DANTE BELLINI, chief hooligan at Hooligan Films: It is no secret that I am unreservedly proud of our attorney general, Peter Neronha. Appearing before House Finance last week and Senate Finance this week, AG Neronha made the case, with both depth and passion, that his office needs more financial support. If you have not seen it, go to Capital TV and watch what I believe is a master class in making the case that his agency has been uniquely in the fight on so many critical issues. Neronha lays out the argument with facts, from healthcare to energy, opioids to lead paint, shoreline access to guns; he said that his office will shy away from nothing, put in all the hours, and represent all the people of Rhode Island. Many of the cases the office now fights, previous administrations did not even address. Neronha makes clear that he is challenging everything. He is not staying quiet or standing still. And all of that is before the more than 15,000 pending cases that his office must work. With only 100 lawyers, it is a herculean feat. Think about this: Delaware, with roughly the same population as RI, has approximately 250 lawyers and an additional staff of 250. It is outrageous. Neronha has asked before and been denied. He has asked the governor to include in his budget the $2 million more that he needs. The governor did not agree. It is beyond my ability to comprehend how any funding body could consider denying the success this office has had, both in human terms and justice. Under Neronha, the office has returned or saved Rhode Island citizens, taxpayers, and ratepayers nearly half a billion dollars in value. The money to offer more support for the AG’s office is there. And this is certainly one place where the return on investment is proven.

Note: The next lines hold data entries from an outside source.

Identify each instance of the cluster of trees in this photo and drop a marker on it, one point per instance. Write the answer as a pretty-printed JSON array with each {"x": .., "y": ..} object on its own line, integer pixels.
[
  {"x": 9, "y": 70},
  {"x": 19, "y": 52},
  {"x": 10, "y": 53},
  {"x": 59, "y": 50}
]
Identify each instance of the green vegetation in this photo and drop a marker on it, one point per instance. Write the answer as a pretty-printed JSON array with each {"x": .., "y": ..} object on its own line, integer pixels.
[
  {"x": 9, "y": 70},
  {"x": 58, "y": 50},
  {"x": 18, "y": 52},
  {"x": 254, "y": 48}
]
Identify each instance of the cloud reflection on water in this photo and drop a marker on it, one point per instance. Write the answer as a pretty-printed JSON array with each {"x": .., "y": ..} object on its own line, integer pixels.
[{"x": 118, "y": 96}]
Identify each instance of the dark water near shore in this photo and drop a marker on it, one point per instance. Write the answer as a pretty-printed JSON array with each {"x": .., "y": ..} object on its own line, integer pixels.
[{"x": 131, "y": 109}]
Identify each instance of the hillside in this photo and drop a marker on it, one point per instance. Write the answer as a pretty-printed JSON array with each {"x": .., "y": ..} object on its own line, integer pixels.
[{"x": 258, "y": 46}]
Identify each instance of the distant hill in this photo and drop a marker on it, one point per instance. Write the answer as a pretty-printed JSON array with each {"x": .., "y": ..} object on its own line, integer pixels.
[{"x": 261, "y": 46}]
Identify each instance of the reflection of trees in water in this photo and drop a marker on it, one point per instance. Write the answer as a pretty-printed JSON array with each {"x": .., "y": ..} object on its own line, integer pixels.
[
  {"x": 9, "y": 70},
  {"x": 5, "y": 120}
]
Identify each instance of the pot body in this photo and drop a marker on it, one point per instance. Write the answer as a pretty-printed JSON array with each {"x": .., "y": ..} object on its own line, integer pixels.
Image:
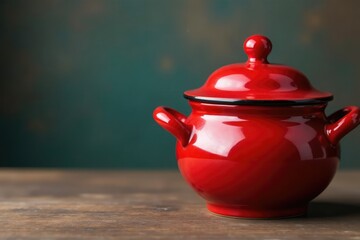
[{"x": 257, "y": 161}]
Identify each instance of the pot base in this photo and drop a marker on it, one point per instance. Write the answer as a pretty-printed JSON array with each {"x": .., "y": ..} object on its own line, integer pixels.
[{"x": 244, "y": 212}]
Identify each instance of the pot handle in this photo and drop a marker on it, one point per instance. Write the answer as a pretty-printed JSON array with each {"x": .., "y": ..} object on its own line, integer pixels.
[
  {"x": 174, "y": 122},
  {"x": 341, "y": 123}
]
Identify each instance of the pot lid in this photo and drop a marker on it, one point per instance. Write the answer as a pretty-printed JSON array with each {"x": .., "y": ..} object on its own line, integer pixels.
[{"x": 257, "y": 82}]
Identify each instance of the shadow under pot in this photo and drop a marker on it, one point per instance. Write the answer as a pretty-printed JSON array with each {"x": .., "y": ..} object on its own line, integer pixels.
[{"x": 257, "y": 143}]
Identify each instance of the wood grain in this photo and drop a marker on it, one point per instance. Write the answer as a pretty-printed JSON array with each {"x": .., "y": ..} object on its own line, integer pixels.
[{"x": 59, "y": 204}]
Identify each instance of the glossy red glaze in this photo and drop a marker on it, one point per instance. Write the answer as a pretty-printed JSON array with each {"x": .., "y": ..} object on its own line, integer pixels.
[
  {"x": 257, "y": 79},
  {"x": 258, "y": 161}
]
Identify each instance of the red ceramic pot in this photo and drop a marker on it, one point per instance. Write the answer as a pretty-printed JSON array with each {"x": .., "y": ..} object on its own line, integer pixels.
[{"x": 257, "y": 143}]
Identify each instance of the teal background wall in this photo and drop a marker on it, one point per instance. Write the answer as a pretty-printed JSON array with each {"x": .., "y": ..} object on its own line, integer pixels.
[{"x": 80, "y": 79}]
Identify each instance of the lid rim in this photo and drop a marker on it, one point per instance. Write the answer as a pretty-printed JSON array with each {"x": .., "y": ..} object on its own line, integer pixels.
[{"x": 312, "y": 101}]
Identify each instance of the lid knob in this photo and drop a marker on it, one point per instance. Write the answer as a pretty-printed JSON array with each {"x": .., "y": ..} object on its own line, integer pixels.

SCOTUS: U.S. Sen. Sheldon Whitehouse reacted to ProPublica’s blockbuster story, showing how Supreme Court Justice Clarence Thomas secretly accepted luxury trips from a big GOP contributor, by calling for Chief Justice John Roberts to launch an ethics probe. “The Supreme Court urgently needs an enforceable system for holding justices accountable for ethical transgressions,” Whitehouse said in a statement. “We need a hearing and a vote on my SCERT Act to clean up this mess and to wall the justices off from the billionaires who are apparently swarming around the bench. In the meantime, the burden is on Justice Thomas to explain multiple apparent violations of ethics and reporting rules, which must be part of a properly thorough and transparent investigation. Chief Justice Roberts should start that investigation immediately.”
KICKER: Give it up for music company exec Seymour Stein, co-founder of Sire Records, who died this week at age 80. During his time at Sire, he signed acts like the Ramones, Ice-T, the Talking Heads – and Madonna. As Stein once told Terry Gross, he was in the hospital, awaiting open-heart surgery, when Madonna came to his bedside to demand a contract. “Here I was, you know, a mess,” Stein said. “I probably hadn't taken a shower in a few days, and I freaked out. I had somebody come and shave me and cut my hair and look the best I could before she got there. She wanted a shot more than anything, and I wanted to give her that shot 'cause I totally believed in her.”